Technical Field

The present invention relates to a nasogastric probe.

Background Art

In the medical field it has long been known that nasogastric probes are used for various purposes such as, e.g., sucking up the gastric contents, performing enteral nutrition, emptying the stomach of dangerous contents (e.g. stomach pumping or gastric lavage), preventing the relaxation of the stomach before or after surgery.

It is also known to perform enteral nutrition on artificially ventilated patients, for example when the normal vital functions of a patient are impaired or altered as a result of an acute disease or a traumatic event.

The known type of nasogastric probes generally comprises a tubular element of elongated shape and flexible type, of the type of silicone or polyurethane, of variable section and length depending on the type of application and the age of the patient.

The tubular element is provided at one end with at least one feeding mouth for the introduction of nutritive substances or drugs and at the opposite end with one or more delivery mouths, where the feeding mouth and the delivery mouths are connected to each other by means of a main channel.

Some probes of known type are provided with means for detecting the pressure inside the patient’s oesophagus, in particular in order to adequately regulate the patient’s assisted ventilation.

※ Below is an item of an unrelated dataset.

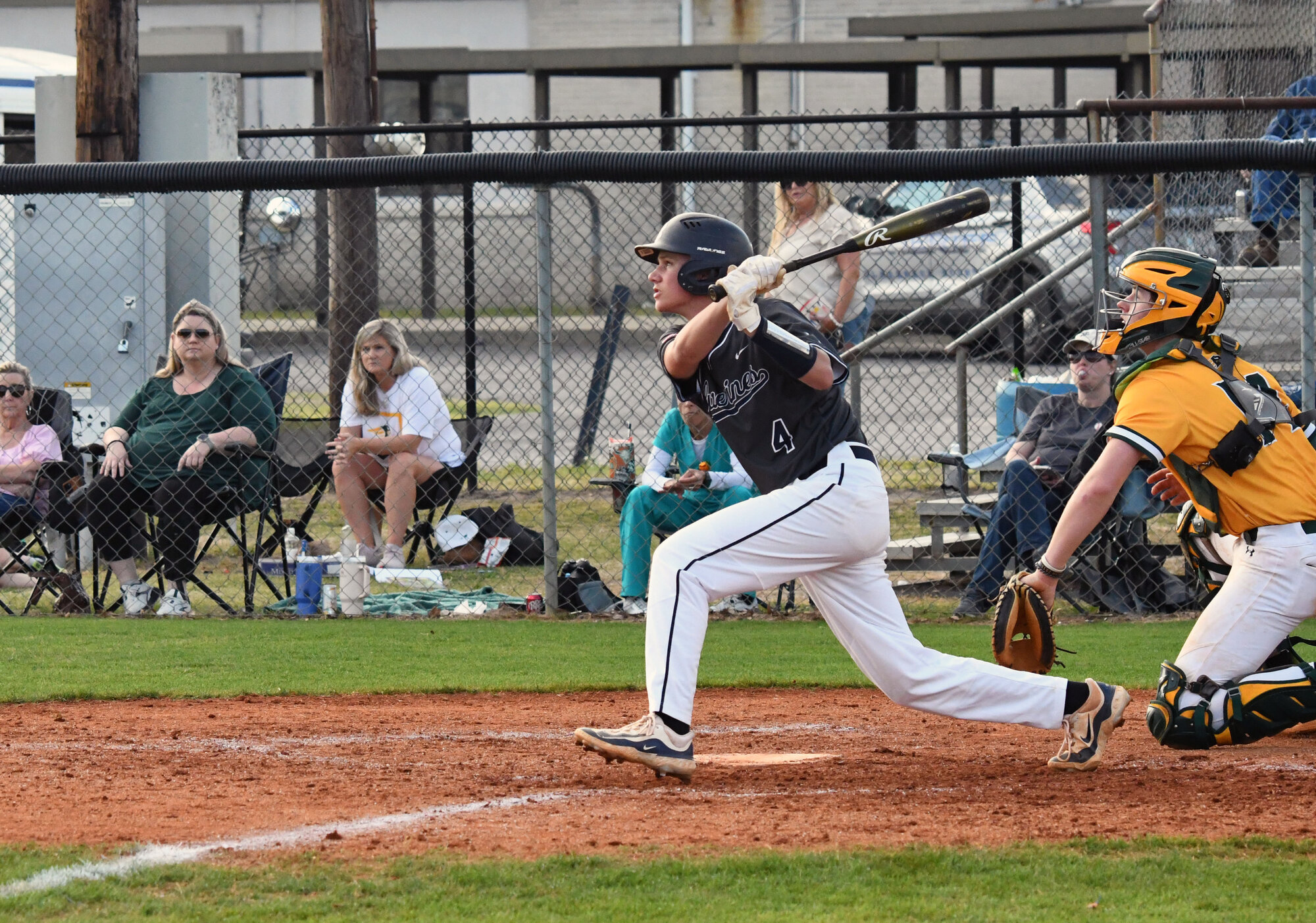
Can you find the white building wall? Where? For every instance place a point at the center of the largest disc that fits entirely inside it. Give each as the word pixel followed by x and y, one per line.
pixel 514 24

These pressure detecting means are of the type of an inflatable balloon connected to a corresponding transducer, placed outside the patient, capable of determining the pressure which is on the outside of the balloon itself.

These probes of known type do however have some drawbacks.

They do not allow in fact a precise and punctual detection of the pressure inside the patient’s esophagus, since this detection depends on the deformation of the balloon, which is also appropriate to be in contact with the walls of the esophagus itself to perform its function properly.

The probes of known type do not thus allow detecting any barotrauma that may occur as a result of compression of the oesophagus by the lungs due to the air introduced into them through forced ventilation, with a consequent risk for the patient.

In addition, the probes of known type do not allow the medical operator to promptly and effectively identify any incorrect insertion by the medical staff, e.g. inside the respiratory tract.

Today, to verify the correct placement of the nasogastric probes, various methods exist: air can be blown into the patient’s stomach and, by means of a phonendoscope positioned on the patient’s stomach, the noises created by the passage of air can be heard, an X-ray check can be carried out, or probes provided with a magnetic element can be used to monitor the position thereof. These methods are not however very practical to use, they are not always reliable and, in particular, radiographic monitoring exposes the patient to the risk of radiation.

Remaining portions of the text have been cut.